中国EV「小鵬汽車」、VW欧州工場の活用を協議 関税障壁回避に一手
公開日:
中国電気自動車(EV)大手の小鵬汽車(Xpeng)の北東欧州担当マネジングディレクターの程暁光(エルビス・チェン)氏は5月13日、英紙フィナンシャル・タイムズ(FT)主催の「フューチャー・オブ・ザ・カー」サミットで、独フォルクスワーゲン(VW)などと欧州の遊休工場の買収や借用について協議しており、自社で新工場を建設する案も検討していると述べた。

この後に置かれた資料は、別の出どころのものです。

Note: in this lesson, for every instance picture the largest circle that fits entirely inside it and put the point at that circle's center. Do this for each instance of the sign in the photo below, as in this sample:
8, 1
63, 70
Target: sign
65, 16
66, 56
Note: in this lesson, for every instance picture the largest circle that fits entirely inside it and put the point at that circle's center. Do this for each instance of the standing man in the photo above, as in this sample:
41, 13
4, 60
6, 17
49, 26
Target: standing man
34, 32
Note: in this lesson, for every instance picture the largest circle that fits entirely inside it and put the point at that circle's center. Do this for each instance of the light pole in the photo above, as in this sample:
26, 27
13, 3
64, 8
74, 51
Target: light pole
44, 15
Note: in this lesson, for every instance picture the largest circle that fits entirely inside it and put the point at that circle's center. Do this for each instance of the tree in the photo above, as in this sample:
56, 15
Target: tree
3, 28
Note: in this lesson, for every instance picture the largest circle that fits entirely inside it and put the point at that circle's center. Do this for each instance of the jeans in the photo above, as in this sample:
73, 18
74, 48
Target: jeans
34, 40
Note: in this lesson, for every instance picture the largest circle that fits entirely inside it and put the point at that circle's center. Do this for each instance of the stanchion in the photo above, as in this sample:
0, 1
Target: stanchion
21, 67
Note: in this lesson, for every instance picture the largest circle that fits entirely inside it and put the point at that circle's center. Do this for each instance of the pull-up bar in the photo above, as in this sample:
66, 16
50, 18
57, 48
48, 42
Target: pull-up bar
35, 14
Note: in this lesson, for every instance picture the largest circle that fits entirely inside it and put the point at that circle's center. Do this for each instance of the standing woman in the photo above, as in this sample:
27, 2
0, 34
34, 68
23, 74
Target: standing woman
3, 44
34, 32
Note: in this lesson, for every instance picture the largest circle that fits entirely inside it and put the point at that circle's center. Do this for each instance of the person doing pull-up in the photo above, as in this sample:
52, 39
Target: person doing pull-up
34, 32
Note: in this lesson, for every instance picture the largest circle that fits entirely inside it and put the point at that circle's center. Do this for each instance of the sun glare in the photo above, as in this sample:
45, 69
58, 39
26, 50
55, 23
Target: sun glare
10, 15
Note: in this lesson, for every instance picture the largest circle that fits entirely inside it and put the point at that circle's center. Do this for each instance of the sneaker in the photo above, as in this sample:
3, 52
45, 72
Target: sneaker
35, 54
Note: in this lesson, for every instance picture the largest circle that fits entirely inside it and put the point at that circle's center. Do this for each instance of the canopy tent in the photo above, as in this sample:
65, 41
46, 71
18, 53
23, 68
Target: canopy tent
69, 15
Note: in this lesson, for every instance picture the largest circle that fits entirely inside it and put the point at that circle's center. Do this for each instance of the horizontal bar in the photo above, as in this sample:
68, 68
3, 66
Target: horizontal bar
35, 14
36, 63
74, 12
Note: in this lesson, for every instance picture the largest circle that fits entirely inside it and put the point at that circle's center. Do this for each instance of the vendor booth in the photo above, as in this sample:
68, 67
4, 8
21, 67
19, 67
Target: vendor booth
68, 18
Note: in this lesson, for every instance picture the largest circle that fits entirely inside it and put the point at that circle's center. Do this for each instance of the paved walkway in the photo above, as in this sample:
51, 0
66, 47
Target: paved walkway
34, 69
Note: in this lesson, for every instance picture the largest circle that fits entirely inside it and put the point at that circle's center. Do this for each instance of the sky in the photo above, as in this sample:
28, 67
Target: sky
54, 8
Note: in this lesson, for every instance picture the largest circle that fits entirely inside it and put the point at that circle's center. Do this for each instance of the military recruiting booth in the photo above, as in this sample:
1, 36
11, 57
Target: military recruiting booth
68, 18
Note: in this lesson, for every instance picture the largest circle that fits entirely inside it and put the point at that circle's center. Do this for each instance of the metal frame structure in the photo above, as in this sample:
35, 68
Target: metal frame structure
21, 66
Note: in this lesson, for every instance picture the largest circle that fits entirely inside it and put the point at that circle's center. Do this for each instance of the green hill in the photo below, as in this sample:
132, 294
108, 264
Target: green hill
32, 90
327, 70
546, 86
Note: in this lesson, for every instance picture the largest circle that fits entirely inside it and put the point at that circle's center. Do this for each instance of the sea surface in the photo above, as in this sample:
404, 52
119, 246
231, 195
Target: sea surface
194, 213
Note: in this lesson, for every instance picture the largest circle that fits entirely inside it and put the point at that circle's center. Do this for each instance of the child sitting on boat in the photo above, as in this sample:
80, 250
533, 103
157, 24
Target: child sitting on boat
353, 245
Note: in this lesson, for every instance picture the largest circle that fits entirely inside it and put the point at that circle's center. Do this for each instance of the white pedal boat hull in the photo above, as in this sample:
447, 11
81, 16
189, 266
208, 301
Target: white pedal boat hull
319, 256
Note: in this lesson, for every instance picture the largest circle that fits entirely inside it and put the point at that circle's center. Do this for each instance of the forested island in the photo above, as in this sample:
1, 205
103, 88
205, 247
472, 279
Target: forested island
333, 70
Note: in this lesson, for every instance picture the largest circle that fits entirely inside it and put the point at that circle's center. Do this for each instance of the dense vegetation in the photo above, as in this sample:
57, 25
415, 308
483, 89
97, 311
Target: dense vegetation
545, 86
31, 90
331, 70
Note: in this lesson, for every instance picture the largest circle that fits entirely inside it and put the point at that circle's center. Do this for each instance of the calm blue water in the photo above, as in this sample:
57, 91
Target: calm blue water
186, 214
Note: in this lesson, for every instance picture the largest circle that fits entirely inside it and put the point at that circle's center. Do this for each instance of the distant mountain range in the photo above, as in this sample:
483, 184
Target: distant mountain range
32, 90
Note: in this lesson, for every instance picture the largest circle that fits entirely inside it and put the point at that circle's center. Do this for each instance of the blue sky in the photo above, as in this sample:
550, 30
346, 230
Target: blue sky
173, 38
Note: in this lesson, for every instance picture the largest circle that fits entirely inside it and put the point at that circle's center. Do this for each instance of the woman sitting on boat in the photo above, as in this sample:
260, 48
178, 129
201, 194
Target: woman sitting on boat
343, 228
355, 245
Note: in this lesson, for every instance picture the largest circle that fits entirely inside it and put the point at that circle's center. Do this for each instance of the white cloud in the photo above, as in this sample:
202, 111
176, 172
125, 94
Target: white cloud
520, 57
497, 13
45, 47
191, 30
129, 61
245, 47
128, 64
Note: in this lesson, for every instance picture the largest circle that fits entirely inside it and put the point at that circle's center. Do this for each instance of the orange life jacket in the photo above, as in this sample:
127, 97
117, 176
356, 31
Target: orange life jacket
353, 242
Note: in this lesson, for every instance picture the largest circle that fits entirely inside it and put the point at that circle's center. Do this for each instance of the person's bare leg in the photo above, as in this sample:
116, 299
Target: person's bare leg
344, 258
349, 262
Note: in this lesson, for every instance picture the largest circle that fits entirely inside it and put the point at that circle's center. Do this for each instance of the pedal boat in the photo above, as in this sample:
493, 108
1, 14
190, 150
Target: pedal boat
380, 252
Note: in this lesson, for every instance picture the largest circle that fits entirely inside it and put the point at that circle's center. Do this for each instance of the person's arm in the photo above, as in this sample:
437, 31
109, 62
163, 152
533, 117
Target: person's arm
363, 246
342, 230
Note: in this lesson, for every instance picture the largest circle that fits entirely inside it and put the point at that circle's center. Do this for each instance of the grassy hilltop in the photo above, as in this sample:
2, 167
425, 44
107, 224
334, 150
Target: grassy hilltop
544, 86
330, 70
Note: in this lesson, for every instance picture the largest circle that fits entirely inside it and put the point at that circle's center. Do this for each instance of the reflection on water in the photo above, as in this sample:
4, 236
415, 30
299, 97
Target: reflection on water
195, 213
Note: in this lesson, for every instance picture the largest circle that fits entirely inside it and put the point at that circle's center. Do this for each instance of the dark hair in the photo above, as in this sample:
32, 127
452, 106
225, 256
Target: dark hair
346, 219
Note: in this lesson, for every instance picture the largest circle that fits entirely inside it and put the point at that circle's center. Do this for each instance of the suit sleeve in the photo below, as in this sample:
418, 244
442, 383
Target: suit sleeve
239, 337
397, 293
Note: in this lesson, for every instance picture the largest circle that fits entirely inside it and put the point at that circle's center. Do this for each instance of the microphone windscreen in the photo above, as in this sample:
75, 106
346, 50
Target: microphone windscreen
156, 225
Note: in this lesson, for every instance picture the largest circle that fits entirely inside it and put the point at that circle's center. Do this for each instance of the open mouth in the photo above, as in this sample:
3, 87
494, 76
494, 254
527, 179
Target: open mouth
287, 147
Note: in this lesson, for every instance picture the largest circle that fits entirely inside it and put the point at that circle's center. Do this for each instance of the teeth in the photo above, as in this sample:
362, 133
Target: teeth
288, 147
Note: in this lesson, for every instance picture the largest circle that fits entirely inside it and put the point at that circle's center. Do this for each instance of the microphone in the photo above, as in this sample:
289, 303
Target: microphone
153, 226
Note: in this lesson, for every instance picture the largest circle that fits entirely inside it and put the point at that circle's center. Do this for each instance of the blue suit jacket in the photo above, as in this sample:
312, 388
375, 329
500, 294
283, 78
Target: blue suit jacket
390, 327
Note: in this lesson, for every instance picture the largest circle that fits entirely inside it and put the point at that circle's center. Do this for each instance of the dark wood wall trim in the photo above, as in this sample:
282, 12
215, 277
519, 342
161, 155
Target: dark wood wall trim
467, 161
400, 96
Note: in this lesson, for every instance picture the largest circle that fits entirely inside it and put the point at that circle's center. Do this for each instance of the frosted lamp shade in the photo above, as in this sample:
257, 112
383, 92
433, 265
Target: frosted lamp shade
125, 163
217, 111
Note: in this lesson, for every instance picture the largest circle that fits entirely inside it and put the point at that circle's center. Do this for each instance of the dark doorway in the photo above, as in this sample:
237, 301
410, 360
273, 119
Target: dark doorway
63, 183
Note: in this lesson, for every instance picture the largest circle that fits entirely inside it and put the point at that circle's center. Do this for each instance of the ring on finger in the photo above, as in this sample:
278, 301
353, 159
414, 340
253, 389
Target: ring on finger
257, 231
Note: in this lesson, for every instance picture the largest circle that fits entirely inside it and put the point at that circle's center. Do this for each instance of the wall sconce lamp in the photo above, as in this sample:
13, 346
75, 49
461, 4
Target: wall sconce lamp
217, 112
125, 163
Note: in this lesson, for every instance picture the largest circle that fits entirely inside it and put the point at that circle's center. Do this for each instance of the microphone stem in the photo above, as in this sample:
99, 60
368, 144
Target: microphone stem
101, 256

この情報は瞬く間に業界内で話題となった。業界関係者は、この動きの背景にはフォルクスワーゲン側の生産能力過剰と収益悪化圧力のほか、小鵬としても関税障壁回避のため、欧州での現地化を加速させたい狙いがあると分析する。これに対し、VW側も小鵬側もコメントを控えている。
数日前、VWのオリバー・ブルーメ最高経営責任者(CEO)は、中国で開発された車種を欧州市場に導入し、さらに中国の提携パートナーと欧州で生産能力を共同利用する可能性にも言及した。小鵬の何小鵬CEOも、海外自動車メーカーと提携について協議しており、運転支援技術をグローバルに展開するとともに、海外生産の拡大も進めていると述べている。
小鵬の2025年における海外市場での販売台数は前年比96%増の4万5008台に達し、このうち欧州は2万台前後だった。